The Coalition Against Trafficking in Women commends the efforts of Director John Miller of the Trafficking in Persons Office at the State Department. He has provided much-needed leadership in this position. But both he and we know that much more needs to be done.
Each year, the United States is mandated under the Trafficking Victims Protection Act to provide a report on countries’ efforts to combat trafficking in persons. Unfortunately, there are countries such as the Netherlands and Germany, who are ranked in Tier 1, the topmost category. These two countries have legalized or decriminalized prostitution industries. NGOs have asked that these countries should not be ranked in Tier 1 because their policies on prostitution encourage sex trafficking.
The Coalition Against Trafficking in Women recommends that no country legalizing prostitution should be in Tier 1. Rather, it should be noted that these countries have legalized brothels and pimping that contribute to “significant numbers” of women being trafficked into these countries for sexual exploitation.
At the very least, the TIP report should note that countries that have established legal regimes in which prostitution is allowed to flourish have exorbitantly high numbers of women who have been trafficked. In the language of the Trafficking in Persons Protection Act (TVPA), governments cannot “prohibit trafficking and punish acts of trafficking,” as well as make “serious and sustained efforts to eliminate trafficking,” as the TVPA Act requires, by legalizing prostitution.
The National Security Presidential Directive (NSPD) on Combating Trafficking in Persons, signed in December, 2002, states that “prostitution and related activities are inherently harmful and dehumanizing, identifying these activities as contributing to the phenomenon of trafficking, and opposing the regulation of prostitution as a legitimate form of work for any human being.” The policy directs all agencies to review matters including training, personnel and grantmaking to accommodate the provisions of this Directive.
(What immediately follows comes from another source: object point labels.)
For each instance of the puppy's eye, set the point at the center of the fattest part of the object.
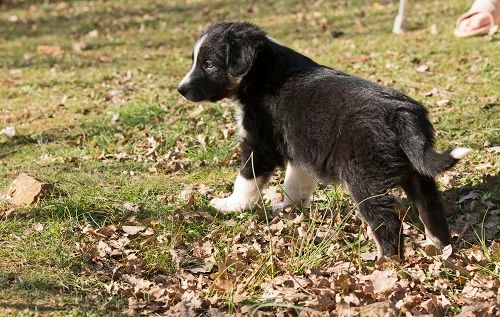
(208, 65)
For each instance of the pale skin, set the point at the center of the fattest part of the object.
(474, 22)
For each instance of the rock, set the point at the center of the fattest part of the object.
(379, 309)
(25, 190)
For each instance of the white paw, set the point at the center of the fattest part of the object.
(279, 207)
(229, 204)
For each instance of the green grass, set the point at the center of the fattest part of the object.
(76, 113)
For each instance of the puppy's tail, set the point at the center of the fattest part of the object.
(416, 140)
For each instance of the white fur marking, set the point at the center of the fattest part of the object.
(196, 50)
(299, 186)
(272, 39)
(460, 152)
(244, 196)
(238, 115)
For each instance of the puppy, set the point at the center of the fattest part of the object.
(325, 126)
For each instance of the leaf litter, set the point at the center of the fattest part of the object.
(297, 264)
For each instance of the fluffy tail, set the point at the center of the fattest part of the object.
(416, 140)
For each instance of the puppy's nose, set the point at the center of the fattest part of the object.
(182, 89)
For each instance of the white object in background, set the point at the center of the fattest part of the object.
(400, 21)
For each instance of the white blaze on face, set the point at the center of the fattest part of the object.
(196, 50)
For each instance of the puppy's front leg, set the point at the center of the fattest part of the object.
(299, 186)
(244, 196)
(256, 169)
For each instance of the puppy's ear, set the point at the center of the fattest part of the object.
(241, 50)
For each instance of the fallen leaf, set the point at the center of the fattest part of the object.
(422, 68)
(132, 230)
(25, 190)
(52, 50)
(9, 132)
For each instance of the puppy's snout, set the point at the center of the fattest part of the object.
(182, 89)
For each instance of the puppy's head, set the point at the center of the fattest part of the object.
(222, 56)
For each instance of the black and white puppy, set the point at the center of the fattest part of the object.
(325, 126)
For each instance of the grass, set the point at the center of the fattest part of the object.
(76, 113)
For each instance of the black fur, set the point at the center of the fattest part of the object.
(337, 126)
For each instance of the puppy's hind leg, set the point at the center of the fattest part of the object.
(299, 186)
(377, 210)
(423, 192)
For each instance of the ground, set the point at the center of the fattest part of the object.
(90, 90)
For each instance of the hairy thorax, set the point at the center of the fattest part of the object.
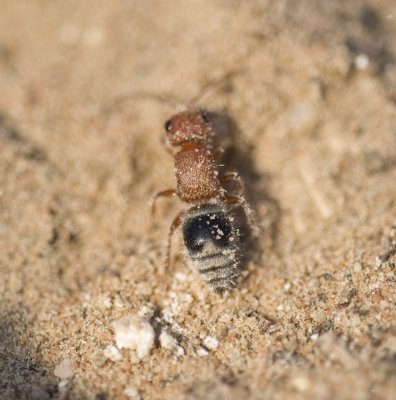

We applaud this policy but caution that any policy is only as good as its implementation. One problem is that U.S. NGOs supporting prostitution as work, and decriminalization of the sex industry, are still being funded. For example, the Freedom Network, organized by the International Human Rights Law Group and CAST, has received a DOJ grant which began in April, 2003, to conduct nationwide trainings and mentoring activities over a 3-year period for law enforcement, government agencies and NGOs. There are, of course, some NGOs in this network who do not support prostitution as an employment choice but this is not the issue. The central problem is that this anti-trafficking network is organized and led by well-known, pro-“sex work” advocates. CAST, through the Little Tokyo Service Center, has received almost $2 million in grants from the Office of Victims of Crime and the Office of Refugee Resettlement.
Meanwhile, NGOs that we work with have submitted grant proposals for prevention of trafficking and assistance to trafficking victims, most of which have not yet been funded.
Today, I could have spent my time giving you more of a general overview of the problem of sex trafficking. We have reached a point, in anti-trafficking work where we are facing a public policy crisis over the legalization of prostitution worldwide. If the United States is to realize its goals of combating trafficking, we must do more than rhetorically address prostitution and its relationship to trafficking. And government must be willing to put its money where its mouth is.